The plaintiffs were ready to apply for building permits for two 23-unit apartment complexes when the City Council imposed a building moratorium on the area in January, 1986.
Dominic Milano, then community development director, told the Planning Commission in February that the moratorium was adopted to allow consideration of whether the land should be zoned commercial rather than residential.
Ten days before the moratorium was adopted, the firm had bought an option on an adjoining property to satisfy drainage requirements that the city had set as a condition for obtaining a building permit, the suit stated. The purchase was necessary because Duarte Unified School District had refused to allow surface drainage across a vacant school lot, the suit said.
The suit, which was filed in April, alleges that the city adopted the moratorium only "to allow it time to acquire the funds and negotiate with various automobile dealerships" for the auto row.

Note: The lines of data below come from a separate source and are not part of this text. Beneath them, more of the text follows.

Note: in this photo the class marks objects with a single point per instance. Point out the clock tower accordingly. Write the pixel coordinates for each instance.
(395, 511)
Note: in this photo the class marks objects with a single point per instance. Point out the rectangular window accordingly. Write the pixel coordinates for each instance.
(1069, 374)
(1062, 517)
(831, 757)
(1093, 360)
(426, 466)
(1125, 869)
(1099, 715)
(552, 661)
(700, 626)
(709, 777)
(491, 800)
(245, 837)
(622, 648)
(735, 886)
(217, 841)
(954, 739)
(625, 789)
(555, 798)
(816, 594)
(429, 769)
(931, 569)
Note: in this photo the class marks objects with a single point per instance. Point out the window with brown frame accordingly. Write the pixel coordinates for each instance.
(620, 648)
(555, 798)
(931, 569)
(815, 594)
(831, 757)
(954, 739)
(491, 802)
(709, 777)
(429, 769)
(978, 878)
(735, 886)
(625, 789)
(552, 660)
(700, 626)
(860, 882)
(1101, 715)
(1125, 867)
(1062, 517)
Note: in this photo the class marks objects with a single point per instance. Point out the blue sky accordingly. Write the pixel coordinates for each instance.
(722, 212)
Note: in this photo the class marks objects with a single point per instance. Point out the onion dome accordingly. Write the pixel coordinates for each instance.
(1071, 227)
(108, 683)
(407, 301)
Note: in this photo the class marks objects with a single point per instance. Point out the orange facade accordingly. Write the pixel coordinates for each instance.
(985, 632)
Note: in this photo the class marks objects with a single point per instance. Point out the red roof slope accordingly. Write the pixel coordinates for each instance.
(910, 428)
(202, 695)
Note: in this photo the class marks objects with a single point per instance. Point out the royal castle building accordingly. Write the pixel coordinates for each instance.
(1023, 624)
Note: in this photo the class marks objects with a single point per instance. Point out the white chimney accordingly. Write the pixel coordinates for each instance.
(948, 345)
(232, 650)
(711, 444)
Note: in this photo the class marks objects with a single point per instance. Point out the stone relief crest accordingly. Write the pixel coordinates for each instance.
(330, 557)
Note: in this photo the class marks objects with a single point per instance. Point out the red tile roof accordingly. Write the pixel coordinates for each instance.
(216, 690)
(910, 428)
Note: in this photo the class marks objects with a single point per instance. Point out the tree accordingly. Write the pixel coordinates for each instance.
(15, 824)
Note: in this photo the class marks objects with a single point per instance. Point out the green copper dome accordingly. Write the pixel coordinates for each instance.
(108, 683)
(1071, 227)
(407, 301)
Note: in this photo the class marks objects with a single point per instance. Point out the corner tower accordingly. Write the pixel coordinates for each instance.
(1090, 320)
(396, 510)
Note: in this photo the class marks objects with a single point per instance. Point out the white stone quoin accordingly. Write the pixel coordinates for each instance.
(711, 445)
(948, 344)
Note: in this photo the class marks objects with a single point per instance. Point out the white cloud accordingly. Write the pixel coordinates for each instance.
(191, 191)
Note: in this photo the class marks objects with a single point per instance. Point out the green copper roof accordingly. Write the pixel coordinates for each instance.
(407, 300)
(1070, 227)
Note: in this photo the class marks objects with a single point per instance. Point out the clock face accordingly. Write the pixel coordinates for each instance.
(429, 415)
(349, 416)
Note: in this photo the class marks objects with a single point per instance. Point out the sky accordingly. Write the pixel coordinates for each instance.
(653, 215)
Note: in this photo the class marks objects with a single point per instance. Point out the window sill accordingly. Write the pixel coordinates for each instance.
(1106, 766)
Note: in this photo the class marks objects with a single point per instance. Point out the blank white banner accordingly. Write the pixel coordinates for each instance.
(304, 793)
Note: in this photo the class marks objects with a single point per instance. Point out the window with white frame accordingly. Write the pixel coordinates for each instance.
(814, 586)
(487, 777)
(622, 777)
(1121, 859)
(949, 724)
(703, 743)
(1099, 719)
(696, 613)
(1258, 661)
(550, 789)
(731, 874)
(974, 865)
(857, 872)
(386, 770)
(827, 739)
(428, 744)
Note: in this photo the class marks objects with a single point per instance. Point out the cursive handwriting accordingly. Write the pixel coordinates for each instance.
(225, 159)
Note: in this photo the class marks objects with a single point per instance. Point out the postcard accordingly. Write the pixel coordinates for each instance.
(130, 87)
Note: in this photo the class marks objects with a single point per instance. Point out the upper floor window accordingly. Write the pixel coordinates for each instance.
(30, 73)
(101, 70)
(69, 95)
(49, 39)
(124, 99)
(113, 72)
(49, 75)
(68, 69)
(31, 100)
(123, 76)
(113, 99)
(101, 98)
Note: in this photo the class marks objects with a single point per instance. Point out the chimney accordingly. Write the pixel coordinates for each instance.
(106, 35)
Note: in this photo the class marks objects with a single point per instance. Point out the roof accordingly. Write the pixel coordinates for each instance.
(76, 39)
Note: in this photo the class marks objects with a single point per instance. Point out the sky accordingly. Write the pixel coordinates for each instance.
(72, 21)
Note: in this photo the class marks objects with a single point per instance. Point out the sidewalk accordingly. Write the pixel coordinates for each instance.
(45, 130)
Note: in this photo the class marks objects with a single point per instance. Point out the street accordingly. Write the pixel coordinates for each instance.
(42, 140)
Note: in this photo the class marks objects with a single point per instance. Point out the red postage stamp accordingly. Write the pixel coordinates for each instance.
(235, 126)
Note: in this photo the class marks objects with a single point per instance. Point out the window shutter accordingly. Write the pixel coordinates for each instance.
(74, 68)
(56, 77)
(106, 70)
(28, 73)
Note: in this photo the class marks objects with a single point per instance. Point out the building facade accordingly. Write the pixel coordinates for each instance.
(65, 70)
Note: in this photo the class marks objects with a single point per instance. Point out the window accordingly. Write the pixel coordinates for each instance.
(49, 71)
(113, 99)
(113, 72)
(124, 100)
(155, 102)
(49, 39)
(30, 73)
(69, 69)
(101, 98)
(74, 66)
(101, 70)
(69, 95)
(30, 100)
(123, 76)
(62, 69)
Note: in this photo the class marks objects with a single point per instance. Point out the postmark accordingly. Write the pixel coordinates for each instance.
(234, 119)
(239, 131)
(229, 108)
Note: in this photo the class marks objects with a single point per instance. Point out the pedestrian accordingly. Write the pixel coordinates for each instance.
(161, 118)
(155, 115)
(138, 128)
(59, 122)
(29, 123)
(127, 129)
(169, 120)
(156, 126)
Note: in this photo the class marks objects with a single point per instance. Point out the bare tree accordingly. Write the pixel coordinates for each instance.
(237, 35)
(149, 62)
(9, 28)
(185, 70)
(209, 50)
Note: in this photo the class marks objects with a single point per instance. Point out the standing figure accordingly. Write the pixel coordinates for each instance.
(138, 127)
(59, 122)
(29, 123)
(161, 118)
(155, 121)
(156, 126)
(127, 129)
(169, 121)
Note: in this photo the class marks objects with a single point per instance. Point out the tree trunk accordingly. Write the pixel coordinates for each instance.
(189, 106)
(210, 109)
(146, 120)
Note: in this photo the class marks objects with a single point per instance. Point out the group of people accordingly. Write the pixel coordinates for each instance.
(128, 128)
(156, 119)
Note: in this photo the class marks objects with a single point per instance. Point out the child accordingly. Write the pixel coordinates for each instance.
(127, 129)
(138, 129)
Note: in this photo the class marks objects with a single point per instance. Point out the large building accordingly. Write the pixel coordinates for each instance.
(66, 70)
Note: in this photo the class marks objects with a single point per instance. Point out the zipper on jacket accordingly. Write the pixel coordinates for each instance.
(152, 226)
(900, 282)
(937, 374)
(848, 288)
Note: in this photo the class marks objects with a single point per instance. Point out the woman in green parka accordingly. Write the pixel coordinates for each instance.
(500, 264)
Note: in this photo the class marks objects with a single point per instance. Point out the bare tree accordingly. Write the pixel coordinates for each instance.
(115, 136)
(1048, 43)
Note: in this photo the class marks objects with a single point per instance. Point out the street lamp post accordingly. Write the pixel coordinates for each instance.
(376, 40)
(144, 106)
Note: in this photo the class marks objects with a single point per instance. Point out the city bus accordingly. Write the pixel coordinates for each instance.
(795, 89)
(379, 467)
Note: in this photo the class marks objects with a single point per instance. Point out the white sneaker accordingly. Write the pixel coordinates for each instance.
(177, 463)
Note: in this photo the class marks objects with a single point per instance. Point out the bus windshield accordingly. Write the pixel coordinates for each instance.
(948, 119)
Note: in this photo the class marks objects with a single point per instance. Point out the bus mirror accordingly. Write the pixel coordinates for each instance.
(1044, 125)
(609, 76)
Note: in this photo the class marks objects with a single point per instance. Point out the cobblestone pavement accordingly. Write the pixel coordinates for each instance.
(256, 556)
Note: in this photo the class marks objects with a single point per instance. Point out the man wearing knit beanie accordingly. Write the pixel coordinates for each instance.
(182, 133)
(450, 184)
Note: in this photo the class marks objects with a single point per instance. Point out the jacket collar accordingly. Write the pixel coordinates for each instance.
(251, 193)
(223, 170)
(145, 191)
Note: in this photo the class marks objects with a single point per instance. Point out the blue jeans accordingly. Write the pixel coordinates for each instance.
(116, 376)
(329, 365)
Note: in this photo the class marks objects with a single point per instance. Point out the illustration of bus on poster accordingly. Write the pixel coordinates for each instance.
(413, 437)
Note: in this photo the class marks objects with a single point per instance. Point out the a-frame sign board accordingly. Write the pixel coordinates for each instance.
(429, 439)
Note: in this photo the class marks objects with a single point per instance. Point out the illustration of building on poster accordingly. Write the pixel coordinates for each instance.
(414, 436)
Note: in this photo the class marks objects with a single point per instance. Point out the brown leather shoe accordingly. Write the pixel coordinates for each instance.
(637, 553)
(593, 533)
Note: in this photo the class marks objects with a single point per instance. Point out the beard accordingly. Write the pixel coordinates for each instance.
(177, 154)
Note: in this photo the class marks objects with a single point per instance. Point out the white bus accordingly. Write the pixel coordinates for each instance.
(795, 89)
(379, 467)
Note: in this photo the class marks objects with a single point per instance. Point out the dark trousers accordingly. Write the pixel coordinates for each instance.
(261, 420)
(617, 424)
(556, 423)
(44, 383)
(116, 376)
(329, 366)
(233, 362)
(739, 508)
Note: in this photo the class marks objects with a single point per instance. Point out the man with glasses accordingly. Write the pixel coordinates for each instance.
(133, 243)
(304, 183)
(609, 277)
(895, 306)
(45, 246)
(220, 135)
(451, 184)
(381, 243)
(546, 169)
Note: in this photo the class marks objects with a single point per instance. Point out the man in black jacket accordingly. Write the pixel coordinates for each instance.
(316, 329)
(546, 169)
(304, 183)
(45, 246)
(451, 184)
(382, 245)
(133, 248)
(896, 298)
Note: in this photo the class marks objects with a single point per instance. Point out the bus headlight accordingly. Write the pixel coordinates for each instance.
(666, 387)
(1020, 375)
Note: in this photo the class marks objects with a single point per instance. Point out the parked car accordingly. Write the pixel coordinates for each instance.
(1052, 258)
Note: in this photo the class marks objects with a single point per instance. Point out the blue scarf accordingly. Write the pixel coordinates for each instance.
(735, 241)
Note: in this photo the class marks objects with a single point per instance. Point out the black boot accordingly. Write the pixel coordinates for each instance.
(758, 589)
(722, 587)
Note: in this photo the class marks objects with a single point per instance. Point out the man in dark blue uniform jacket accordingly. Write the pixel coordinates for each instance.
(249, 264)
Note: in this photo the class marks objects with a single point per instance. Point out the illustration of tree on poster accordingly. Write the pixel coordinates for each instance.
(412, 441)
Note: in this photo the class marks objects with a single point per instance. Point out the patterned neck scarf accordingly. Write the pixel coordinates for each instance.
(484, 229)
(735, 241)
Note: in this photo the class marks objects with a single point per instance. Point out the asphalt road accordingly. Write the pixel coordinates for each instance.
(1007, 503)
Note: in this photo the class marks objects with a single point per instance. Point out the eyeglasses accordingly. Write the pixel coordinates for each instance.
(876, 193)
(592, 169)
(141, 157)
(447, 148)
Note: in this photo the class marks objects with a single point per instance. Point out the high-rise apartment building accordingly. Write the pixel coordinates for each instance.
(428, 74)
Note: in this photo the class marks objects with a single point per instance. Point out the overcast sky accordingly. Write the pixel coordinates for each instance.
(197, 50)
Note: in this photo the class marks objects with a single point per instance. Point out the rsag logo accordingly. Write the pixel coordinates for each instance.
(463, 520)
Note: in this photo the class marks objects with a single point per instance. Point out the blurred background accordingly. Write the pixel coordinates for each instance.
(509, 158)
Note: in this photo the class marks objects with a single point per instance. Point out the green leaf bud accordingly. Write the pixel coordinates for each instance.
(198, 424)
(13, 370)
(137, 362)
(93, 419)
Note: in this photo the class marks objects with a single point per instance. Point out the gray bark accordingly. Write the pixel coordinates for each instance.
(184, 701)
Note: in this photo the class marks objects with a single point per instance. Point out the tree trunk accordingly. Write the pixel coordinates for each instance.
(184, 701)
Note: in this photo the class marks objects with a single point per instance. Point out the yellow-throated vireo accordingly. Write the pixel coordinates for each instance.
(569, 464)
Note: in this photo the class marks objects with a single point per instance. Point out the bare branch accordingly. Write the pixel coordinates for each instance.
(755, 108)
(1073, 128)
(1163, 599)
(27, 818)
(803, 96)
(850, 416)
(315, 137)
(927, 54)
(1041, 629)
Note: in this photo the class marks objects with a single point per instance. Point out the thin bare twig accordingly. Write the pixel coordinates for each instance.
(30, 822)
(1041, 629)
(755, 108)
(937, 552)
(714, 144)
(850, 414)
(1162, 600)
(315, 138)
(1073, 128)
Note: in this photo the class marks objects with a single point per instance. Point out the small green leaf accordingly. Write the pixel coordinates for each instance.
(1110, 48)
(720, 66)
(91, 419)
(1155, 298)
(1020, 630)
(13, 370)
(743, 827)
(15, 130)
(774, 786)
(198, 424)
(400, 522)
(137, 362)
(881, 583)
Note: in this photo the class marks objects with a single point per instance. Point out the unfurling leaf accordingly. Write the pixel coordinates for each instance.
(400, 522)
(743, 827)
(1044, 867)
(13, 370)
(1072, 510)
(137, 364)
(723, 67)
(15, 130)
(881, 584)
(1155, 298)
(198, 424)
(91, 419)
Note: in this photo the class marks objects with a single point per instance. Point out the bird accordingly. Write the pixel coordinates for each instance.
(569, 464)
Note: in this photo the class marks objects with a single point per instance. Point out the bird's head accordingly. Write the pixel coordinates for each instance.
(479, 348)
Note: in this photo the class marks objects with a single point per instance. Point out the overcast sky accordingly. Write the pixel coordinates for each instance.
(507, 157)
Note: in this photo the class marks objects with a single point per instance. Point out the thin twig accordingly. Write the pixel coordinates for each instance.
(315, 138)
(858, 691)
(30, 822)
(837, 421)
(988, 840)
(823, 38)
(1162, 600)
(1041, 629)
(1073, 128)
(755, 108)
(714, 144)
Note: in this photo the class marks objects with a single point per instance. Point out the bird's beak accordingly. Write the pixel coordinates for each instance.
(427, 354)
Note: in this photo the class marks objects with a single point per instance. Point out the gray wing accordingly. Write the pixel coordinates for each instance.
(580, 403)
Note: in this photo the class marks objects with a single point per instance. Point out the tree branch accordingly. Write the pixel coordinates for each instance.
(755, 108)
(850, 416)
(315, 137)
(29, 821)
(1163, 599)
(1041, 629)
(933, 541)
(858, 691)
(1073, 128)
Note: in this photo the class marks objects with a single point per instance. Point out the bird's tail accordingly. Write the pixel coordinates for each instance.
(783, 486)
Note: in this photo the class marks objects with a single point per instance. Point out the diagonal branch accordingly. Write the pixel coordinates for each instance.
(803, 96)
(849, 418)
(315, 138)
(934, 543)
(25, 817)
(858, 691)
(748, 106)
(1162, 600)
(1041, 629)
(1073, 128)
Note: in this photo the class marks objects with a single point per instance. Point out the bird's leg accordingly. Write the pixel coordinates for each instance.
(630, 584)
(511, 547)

The building freeze was extended until it reached its legal limit of two years this January. But the development firm was discouraged from applying for a building permit because the city said it intended to eventually acquire the land, the suit said.
Doug Ring, attorney for Plount and San Gabriel Properties, told the agency at last week's hearing that the property owners should have been allowed to apply for a building permit when the moratorium expired in January. The city was not legally able to condemn the properties until May, after they had been added to the redevelopment project, he said.
In addition, the suit claims that the city and school district had been considering the land as a relocation site for the school since late 1985.
But Community Development Director Ed Cox said there was "no discussion of putting the school there" when the moratorium was enacted in 1986. Eminent domain proceedings were not begun sooner because the agency was waiting for the county to review the latest redevelopment plan, Cox said.
School Supt. Robert Packer said he was surprised that the school district is named in the suit because the district played no role in deciding on a new site for the school.
"We're like a passenger on the plane," Parker said.
The council, acting as the Redevelopment Agency, and the school board jointly approved relocating Northview Middle School to the land now owned by Plount and San Gabriel Properties in March, 1987.
The agency has proposed paying $802,000 for the land. Plount has rejected the price because he said it was based on residential use for the property. If the commercial value of the land is considered, the price would more than double, he said. At least $650,000 had been spent on the properties before the building freeze was imposed, the suit said.